网络结构较为简单，backbone部分是三层卷积神经网络，提取特征后分为两个分支。一个是价值分支，输出当前棋面价值。另一个是决策分支，输出神经网络计算得到的动作对应概率。

class Net(nn.Module):
    """policy-value network module"""

    def __init__(self):
        super(Net, self).__init__()

        # common layers
        self.conv1 = nn.Conv2d(4, 32, kernel_size=3, padding=1)
        self.conv2 = nn.Conv2d(32, 64, kernel_size=3, padding=1)
        self.conv3 = nn.Conv2d(64, 128, kernel_size=3, padding=1)
        # action policy layers
        self.act_conv1 = nn.Conv2d(128, 4, kernel_size=1)
        self.act_fc1 = nn.Linear(4 * board_width * board_height,
                                 board_width * board_height)
        # state value layers
        self.val_conv1 = nn.Conv2d(128, 2, kernel_size=1)
        self.val_fc1 = nn.Linear(2 * board_width * board_height, 64)
        self.val_fc2 = nn.Linear(64, 1)

    def forward(self, state_input):
        # common layers
        x = F.relu(self.conv1(state_input))
        x = F.relu(self.conv2(x))
        x = F.relu(self.conv3(x))
        # action policy layers
        x_act = F.relu(self.act_conv1(x))
        x_act = x_act.view(-1, 4 * board_width * board_height)
        x_act = F.log_softmax(self.act_fc1(x_act))
        # state value layers
        x_val = F.relu(self.val_conv1(x))
        x_val = x_val.view(-1, 2 * board_width * board_height)
        x_val = F.relu(self.val_fc1(x_val))
        x_val = F.tanh(self.val_fc2(x_val))

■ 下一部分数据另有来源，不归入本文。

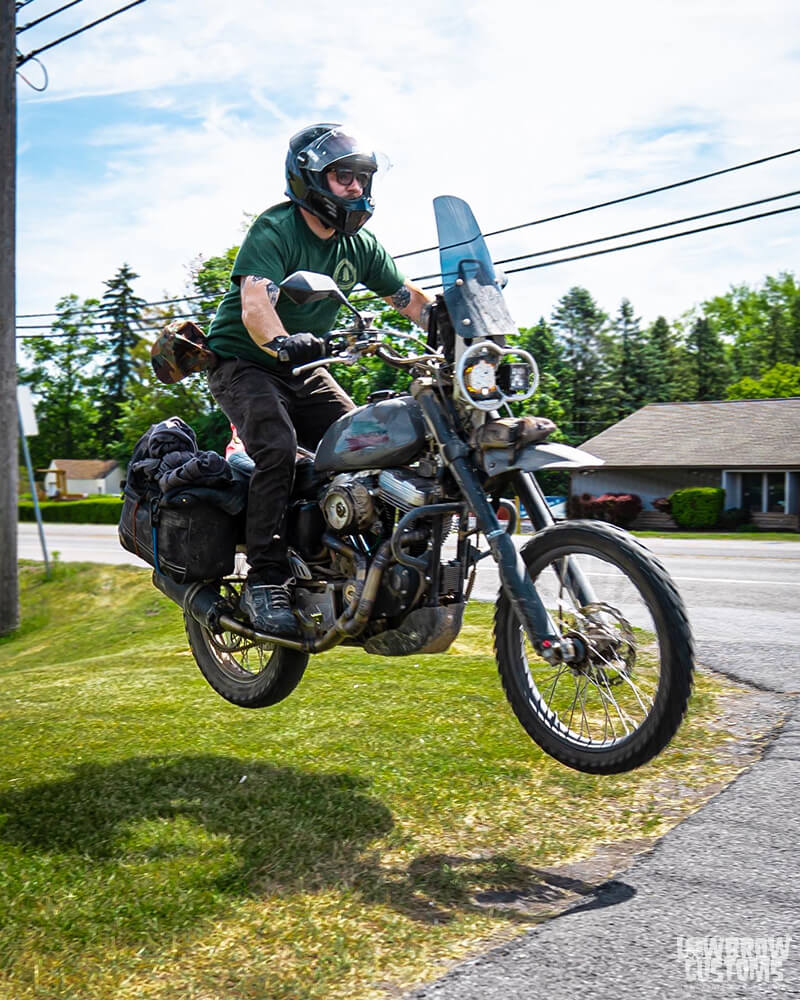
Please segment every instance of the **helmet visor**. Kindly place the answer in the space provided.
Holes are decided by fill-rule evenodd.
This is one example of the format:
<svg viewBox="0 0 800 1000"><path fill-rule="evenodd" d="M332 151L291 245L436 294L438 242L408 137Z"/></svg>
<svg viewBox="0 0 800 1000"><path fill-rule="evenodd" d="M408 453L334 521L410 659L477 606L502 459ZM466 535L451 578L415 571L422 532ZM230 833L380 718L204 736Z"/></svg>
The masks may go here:
<svg viewBox="0 0 800 1000"><path fill-rule="evenodd" d="M362 169L372 171L378 169L378 159L374 150L338 128L331 129L308 145L301 156L305 160L301 166L319 173L324 173L334 163L344 159L352 159L361 165Z"/></svg>

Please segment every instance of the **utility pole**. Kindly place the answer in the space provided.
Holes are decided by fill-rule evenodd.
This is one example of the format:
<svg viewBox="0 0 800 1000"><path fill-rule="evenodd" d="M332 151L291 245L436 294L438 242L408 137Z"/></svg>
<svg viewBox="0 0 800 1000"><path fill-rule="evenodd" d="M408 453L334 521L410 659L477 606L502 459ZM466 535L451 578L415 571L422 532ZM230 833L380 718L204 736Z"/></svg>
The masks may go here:
<svg viewBox="0 0 800 1000"><path fill-rule="evenodd" d="M0 635L19 624L17 576L16 178L17 46L15 0L0 0Z"/></svg>

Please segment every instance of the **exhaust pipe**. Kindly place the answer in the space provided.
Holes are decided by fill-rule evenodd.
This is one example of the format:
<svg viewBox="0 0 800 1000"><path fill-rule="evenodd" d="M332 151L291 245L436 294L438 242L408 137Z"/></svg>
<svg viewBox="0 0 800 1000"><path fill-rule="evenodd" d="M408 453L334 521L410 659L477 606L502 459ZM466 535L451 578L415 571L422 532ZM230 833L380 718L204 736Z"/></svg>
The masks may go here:
<svg viewBox="0 0 800 1000"><path fill-rule="evenodd" d="M153 586L206 628L213 628L226 610L218 591L207 583L176 583L153 570Z"/></svg>
<svg viewBox="0 0 800 1000"><path fill-rule="evenodd" d="M304 642L295 639L284 639L281 636L267 635L257 632L251 626L238 621L228 614L228 602L220 597L219 592L207 583L176 583L163 573L153 570L153 586L174 601L187 615L205 628L212 630L224 629L234 632L252 642L270 642L275 646L286 646L289 649L307 650Z"/></svg>

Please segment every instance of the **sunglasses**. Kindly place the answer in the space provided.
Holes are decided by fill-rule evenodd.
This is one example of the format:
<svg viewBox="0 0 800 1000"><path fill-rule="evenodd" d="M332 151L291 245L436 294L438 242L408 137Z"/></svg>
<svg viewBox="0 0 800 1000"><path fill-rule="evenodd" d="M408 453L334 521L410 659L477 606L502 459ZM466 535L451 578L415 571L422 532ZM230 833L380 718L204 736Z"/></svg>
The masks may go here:
<svg viewBox="0 0 800 1000"><path fill-rule="evenodd" d="M358 181L364 191L370 182L372 173L369 170L353 170L352 167L333 167L336 180L344 187L349 187L354 180Z"/></svg>

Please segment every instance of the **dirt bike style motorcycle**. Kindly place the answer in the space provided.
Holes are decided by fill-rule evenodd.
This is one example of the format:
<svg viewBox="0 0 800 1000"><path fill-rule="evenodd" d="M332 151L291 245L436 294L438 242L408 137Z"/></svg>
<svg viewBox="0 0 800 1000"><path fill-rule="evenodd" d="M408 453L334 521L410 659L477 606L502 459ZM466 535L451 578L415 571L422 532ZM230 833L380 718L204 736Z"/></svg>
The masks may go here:
<svg viewBox="0 0 800 1000"><path fill-rule="evenodd" d="M244 575L232 537L224 573L177 582L155 560L154 583L183 609L209 684L258 708L292 692L310 655L340 643L378 656L446 650L478 562L491 556L495 654L518 720L569 767L631 770L667 745L685 713L686 612L666 571L626 532L554 522L535 473L598 462L548 442L549 421L500 416L534 393L536 364L507 346L518 330L469 206L441 197L434 208L444 292L439 334L420 353L407 353L415 338L403 334L400 350L325 276L297 272L281 285L297 303L341 300L353 317L332 337L332 356L295 373L372 356L412 376L406 394L374 393L298 462L288 537L301 637L256 632L238 611ZM521 551L511 497L534 529Z"/></svg>

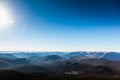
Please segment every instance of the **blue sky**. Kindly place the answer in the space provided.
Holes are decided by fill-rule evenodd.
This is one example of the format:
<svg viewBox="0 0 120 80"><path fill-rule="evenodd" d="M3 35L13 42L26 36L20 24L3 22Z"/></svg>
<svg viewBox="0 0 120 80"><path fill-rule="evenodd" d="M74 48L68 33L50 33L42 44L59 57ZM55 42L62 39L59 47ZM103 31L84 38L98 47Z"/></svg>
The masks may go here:
<svg viewBox="0 0 120 80"><path fill-rule="evenodd" d="M119 0L0 0L14 24L0 50L120 51Z"/></svg>

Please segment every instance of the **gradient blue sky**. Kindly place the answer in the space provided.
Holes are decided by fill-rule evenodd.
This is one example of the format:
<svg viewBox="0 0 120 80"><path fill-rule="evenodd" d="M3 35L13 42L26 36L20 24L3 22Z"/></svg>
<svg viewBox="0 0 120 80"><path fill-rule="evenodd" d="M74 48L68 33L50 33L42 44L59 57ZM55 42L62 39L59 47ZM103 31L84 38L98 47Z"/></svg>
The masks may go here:
<svg viewBox="0 0 120 80"><path fill-rule="evenodd" d="M14 25L1 51L120 51L120 0L0 0Z"/></svg>

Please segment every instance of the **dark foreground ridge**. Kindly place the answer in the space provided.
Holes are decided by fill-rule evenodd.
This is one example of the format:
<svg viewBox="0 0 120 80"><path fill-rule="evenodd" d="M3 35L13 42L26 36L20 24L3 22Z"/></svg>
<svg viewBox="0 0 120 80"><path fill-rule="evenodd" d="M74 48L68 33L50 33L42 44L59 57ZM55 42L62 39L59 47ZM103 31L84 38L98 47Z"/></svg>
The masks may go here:
<svg viewBox="0 0 120 80"><path fill-rule="evenodd" d="M0 80L120 80L120 76L95 74L32 76L12 70L2 70Z"/></svg>

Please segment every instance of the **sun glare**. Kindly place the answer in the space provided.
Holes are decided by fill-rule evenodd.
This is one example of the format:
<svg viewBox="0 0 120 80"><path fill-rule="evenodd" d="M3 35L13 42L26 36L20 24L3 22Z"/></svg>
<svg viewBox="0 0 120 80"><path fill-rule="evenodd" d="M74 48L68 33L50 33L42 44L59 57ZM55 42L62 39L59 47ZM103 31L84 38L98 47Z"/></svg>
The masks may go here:
<svg viewBox="0 0 120 80"><path fill-rule="evenodd" d="M14 21L9 11L4 6L0 6L0 29L8 27L13 23Z"/></svg>

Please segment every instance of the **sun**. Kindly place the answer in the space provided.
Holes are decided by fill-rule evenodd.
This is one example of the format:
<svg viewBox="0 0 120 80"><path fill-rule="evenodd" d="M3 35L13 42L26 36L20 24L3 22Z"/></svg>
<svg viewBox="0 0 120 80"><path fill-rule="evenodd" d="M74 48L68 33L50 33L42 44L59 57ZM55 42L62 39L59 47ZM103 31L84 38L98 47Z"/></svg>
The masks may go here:
<svg viewBox="0 0 120 80"><path fill-rule="evenodd" d="M4 28L6 26L10 26L13 24L12 16L4 6L0 6L0 28Z"/></svg>

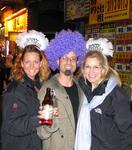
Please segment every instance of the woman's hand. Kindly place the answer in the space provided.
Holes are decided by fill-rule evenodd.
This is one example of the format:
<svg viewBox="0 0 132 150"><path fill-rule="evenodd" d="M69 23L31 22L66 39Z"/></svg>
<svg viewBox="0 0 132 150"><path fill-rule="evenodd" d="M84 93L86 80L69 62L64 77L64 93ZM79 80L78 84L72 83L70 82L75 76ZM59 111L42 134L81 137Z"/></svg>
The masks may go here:
<svg viewBox="0 0 132 150"><path fill-rule="evenodd" d="M39 111L38 111L38 118L39 119L45 119L45 115L47 110L43 109L43 106L39 107ZM59 109L57 107L48 110L52 116L57 117L59 115Z"/></svg>

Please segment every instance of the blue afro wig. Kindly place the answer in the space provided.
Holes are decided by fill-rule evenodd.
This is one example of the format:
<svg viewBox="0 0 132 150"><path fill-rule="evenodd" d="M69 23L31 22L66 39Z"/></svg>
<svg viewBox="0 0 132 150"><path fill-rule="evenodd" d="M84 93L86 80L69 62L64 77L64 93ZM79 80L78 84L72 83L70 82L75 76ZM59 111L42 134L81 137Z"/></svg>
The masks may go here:
<svg viewBox="0 0 132 150"><path fill-rule="evenodd" d="M50 67L53 70L58 69L57 60L70 51L76 53L79 66L86 52L86 42L78 31L62 30L55 35L55 38L50 41L45 50Z"/></svg>

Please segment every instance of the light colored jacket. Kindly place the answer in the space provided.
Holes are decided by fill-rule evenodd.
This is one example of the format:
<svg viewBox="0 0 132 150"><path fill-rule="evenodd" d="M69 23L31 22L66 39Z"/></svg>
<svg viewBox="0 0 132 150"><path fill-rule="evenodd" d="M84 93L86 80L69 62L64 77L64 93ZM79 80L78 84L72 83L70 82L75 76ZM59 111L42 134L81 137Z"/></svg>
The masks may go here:
<svg viewBox="0 0 132 150"><path fill-rule="evenodd" d="M74 79L74 82L77 85L79 101L81 101L84 94L78 85L78 81ZM42 86L39 92L41 103L47 87L55 90L58 99L59 117L54 119L51 127L43 125L37 129L39 137L43 140L43 150L73 150L75 120L69 96L65 88L58 82L57 75L55 75Z"/></svg>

        return x_act, x_val
class PolicyValueNet:
    """policy-value network """

    def __init__(self, model_file=None):

        if torch.cuda.is_available():
            self.device = torch.device("cuda")
        else:
            self.device = torch.device("cpu")

        self.l2_const = 1e-4  # coef of l2 penalty
        # the policy value net module

        self.policy_value_net = Net().to(self.device)
        self.optimizer = optim.Adam(self.policy_value_net.parameters(),
                                    weight_decay=self.l2_const)

        if model_file:
            net_params = torch.load(model_file)
            self.policy_value_net.load_state_dict(net_params)

    def policy_value(self, state_batch):
        """
        input: a batch of states
        output: a batch of action probabilities and state values
        """
        state_batch = Variable(torch.FloatTensor(state_batch).to(self.device))
        log_act_probs, value = self.policy_value_net(state_batch)
        act_probs = np.exp(log_act_probs.data.cpu().numpy())
        return act_probs, value.data.cpu().numpy()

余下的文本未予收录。